Półwysep Peloponeski to jedno z najważniejszych miejsc kultury starożytnej Grecji. Od wielu dni istniało ryzyko, że szalejące pożary dotrą do Olimpii, w której znajduje się mnóstwo antycznych zabytków. Według relacji greckich mediów, za wybuch ognia w okolicach miasta odpowiadać może celowe podpalenie.
Jak przekazały w niedzielę greckie władze, straży pożarnej udało się przejąć kontrolę nad pożarami lasów i zarośli w pobliżu starożytnej Olimpii na Półwyspie Peloponeskim.
Dzieliło je kilkaset metrów
Jak relacjonowały tamtejsze media, w sobotę pożary zbliżyły się do stanowisk w Olimpii i stworzyły dla nich bezpośrednie zagrożenie. Strażakom udało się jednak powstrzymać ogień kilkaset metrów przed antycznymi zabytkami.

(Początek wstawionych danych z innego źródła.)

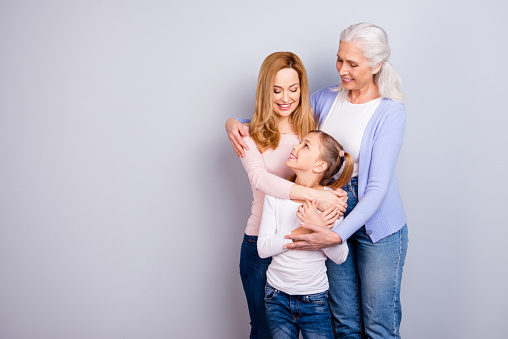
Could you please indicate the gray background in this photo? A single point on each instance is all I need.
(122, 205)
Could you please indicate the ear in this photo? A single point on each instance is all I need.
(320, 166)
(377, 68)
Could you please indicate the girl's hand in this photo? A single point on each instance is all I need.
(308, 212)
(235, 131)
(330, 215)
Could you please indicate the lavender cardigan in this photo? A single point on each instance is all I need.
(379, 207)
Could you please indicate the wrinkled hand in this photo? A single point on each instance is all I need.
(235, 131)
(307, 212)
(320, 237)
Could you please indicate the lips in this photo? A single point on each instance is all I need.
(284, 106)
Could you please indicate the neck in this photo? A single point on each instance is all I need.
(308, 179)
(285, 126)
(363, 95)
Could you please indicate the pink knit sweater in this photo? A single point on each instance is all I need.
(266, 172)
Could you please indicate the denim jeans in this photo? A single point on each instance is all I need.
(253, 274)
(287, 314)
(365, 289)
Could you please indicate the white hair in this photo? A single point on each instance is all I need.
(372, 41)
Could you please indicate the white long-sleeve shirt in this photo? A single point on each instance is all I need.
(293, 272)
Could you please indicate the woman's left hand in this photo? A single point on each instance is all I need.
(320, 237)
(330, 215)
(307, 212)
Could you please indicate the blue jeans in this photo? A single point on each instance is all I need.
(365, 289)
(287, 314)
(253, 274)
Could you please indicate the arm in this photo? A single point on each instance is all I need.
(384, 156)
(385, 152)
(276, 186)
(235, 131)
(270, 242)
(259, 176)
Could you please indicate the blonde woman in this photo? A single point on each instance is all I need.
(282, 116)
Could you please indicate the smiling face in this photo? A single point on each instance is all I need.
(306, 155)
(286, 92)
(354, 68)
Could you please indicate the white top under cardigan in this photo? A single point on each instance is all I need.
(347, 123)
(293, 272)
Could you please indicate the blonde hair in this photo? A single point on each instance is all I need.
(372, 40)
(263, 128)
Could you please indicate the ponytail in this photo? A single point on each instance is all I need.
(332, 153)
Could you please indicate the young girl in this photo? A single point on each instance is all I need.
(297, 286)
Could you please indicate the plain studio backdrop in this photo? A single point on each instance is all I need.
(122, 204)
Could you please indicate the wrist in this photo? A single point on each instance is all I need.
(335, 238)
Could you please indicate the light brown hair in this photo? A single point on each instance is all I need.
(263, 128)
(330, 153)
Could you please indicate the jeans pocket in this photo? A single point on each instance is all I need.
(270, 293)
(317, 298)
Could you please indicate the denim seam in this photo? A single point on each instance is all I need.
(396, 284)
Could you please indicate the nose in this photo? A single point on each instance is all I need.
(342, 68)
(285, 96)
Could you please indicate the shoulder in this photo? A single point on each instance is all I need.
(392, 107)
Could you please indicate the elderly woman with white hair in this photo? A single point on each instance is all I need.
(366, 115)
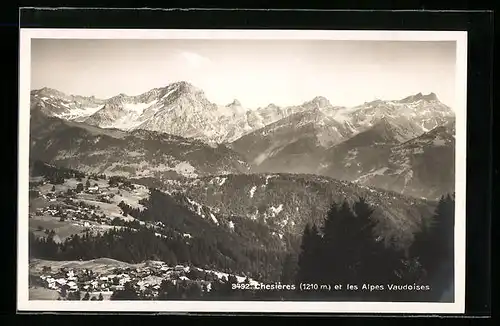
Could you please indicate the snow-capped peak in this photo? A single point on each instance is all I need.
(420, 97)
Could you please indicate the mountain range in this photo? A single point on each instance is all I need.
(176, 131)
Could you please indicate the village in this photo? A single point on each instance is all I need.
(75, 283)
(87, 207)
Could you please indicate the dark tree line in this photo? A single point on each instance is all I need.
(345, 250)
(433, 251)
(129, 210)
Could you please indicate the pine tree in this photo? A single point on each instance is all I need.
(335, 245)
(309, 258)
(433, 247)
(289, 269)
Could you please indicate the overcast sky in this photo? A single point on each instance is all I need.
(255, 72)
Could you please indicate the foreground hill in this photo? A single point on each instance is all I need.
(287, 202)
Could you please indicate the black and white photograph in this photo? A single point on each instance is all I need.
(242, 170)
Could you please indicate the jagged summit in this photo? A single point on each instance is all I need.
(318, 102)
(419, 96)
(235, 102)
(184, 87)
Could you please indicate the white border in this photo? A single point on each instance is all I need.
(24, 304)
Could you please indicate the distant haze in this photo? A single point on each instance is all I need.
(255, 72)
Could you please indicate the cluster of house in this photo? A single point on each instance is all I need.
(75, 212)
(142, 279)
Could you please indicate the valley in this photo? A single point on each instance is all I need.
(169, 177)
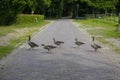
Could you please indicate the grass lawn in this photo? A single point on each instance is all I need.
(20, 31)
(102, 30)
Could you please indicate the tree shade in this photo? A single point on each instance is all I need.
(9, 9)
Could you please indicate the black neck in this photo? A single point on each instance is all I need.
(29, 38)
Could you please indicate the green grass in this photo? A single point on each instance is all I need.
(104, 29)
(100, 27)
(26, 23)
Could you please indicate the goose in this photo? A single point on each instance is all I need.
(48, 47)
(78, 43)
(94, 45)
(58, 42)
(1, 67)
(31, 44)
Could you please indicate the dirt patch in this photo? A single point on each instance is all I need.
(5, 40)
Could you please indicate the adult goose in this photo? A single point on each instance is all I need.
(48, 47)
(94, 45)
(58, 43)
(30, 43)
(78, 43)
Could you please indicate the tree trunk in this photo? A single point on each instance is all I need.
(118, 28)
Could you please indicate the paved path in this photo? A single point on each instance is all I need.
(65, 63)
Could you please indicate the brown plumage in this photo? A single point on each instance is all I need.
(78, 43)
(32, 44)
(48, 47)
(94, 45)
(58, 43)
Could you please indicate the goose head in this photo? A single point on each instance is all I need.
(93, 38)
(42, 44)
(54, 39)
(76, 39)
(29, 37)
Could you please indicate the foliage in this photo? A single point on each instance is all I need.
(9, 10)
(33, 26)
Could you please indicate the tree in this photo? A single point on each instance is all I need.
(9, 9)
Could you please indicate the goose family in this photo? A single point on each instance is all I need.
(30, 43)
(58, 43)
(48, 47)
(94, 45)
(78, 43)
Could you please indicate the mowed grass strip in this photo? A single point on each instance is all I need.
(30, 23)
(100, 27)
(102, 30)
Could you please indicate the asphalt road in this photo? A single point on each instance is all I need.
(67, 62)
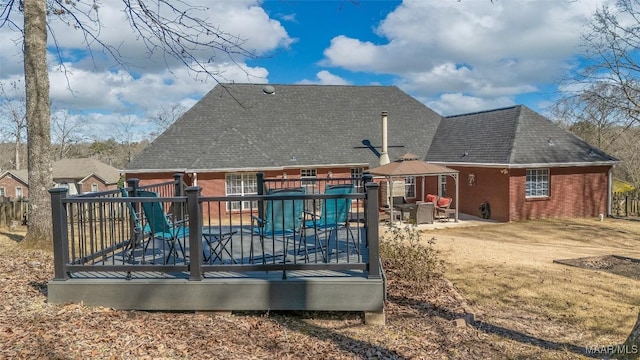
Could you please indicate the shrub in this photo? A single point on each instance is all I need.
(406, 255)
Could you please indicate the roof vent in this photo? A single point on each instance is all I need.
(268, 89)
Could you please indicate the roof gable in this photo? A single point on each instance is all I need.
(240, 126)
(510, 136)
(79, 169)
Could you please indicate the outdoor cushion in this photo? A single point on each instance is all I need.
(443, 202)
(431, 198)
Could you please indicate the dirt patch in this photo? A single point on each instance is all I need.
(614, 264)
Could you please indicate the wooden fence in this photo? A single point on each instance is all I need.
(626, 204)
(12, 210)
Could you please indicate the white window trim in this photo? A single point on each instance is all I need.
(245, 178)
(410, 187)
(442, 185)
(540, 179)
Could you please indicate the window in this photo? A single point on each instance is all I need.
(241, 184)
(537, 183)
(442, 185)
(356, 175)
(308, 174)
(409, 187)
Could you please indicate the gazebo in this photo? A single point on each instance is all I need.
(410, 165)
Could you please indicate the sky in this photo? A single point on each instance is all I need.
(455, 56)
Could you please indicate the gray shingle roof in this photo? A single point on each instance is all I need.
(76, 169)
(239, 126)
(510, 136)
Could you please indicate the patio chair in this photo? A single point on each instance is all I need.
(282, 219)
(161, 228)
(442, 208)
(333, 216)
(141, 234)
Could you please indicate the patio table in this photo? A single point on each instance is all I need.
(404, 208)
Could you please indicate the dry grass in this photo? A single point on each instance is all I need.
(526, 307)
(506, 272)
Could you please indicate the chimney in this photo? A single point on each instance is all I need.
(384, 156)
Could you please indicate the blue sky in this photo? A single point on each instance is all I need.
(454, 56)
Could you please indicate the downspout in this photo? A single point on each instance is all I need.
(384, 156)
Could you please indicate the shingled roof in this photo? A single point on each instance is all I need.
(75, 169)
(78, 169)
(513, 136)
(253, 126)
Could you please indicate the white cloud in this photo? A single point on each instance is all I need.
(457, 103)
(324, 77)
(487, 51)
(93, 87)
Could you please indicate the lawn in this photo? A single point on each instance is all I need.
(507, 274)
(525, 306)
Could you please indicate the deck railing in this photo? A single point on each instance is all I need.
(108, 233)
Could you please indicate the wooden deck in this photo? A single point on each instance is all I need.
(318, 271)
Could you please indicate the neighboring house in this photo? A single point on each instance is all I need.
(78, 175)
(237, 130)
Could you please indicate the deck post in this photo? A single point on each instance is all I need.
(194, 210)
(179, 208)
(260, 183)
(371, 219)
(60, 238)
(134, 184)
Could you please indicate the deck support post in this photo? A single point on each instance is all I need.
(371, 221)
(178, 191)
(60, 238)
(194, 209)
(260, 186)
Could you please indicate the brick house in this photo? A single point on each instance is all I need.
(78, 175)
(522, 165)
(516, 160)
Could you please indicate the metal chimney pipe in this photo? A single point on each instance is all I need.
(384, 156)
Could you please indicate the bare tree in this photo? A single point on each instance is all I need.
(13, 120)
(124, 130)
(612, 74)
(172, 28)
(66, 131)
(165, 117)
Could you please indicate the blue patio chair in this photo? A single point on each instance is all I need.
(334, 215)
(161, 228)
(141, 234)
(282, 218)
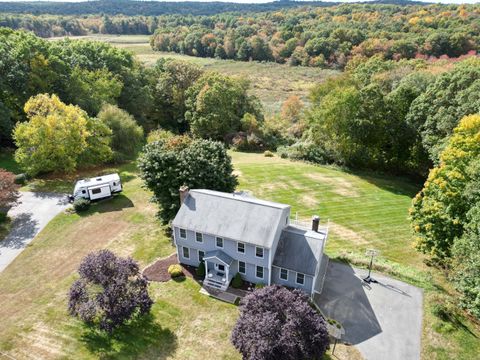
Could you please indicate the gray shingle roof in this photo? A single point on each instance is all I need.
(220, 255)
(232, 216)
(299, 250)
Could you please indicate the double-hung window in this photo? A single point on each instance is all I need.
(183, 233)
(241, 248)
(242, 267)
(300, 279)
(259, 272)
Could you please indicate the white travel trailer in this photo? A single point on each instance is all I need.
(97, 188)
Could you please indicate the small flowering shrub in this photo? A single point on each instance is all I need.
(111, 290)
(276, 323)
(175, 270)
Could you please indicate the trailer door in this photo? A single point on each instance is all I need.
(99, 192)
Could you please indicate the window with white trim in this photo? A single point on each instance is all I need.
(241, 248)
(259, 272)
(300, 279)
(242, 267)
(183, 233)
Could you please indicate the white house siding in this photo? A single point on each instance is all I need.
(291, 282)
(230, 248)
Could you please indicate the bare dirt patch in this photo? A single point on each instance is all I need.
(349, 234)
(340, 186)
(158, 271)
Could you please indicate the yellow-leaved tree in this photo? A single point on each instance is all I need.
(59, 137)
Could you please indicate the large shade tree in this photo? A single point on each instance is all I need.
(276, 323)
(111, 290)
(169, 163)
(59, 137)
(439, 211)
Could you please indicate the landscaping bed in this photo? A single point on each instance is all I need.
(158, 271)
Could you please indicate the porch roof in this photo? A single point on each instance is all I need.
(219, 255)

Uruchomił się także automatyczny system gaśniczy.
Przedstawiciele lokalnych władz uważają, że za pożary odpowiedzialność ponoszą spekulanci ziemią. "Podpalacze chcą zniszczyć lasy i zarośla, by na ich miejscu zasadzić krzewy winorośli i drzewa oliwne" - podkreślili.
Pożary w Grecji
Publiczna rozgłośnia radiowa poinformowała, że policja zatrzymała mężczyznę podejrzanego o podpalenia w pobliżu Olimpii.
W wielu rejonach Grecji, ze względu na suszę, obowiązuje drugi stopień zagrożenia pożarowego.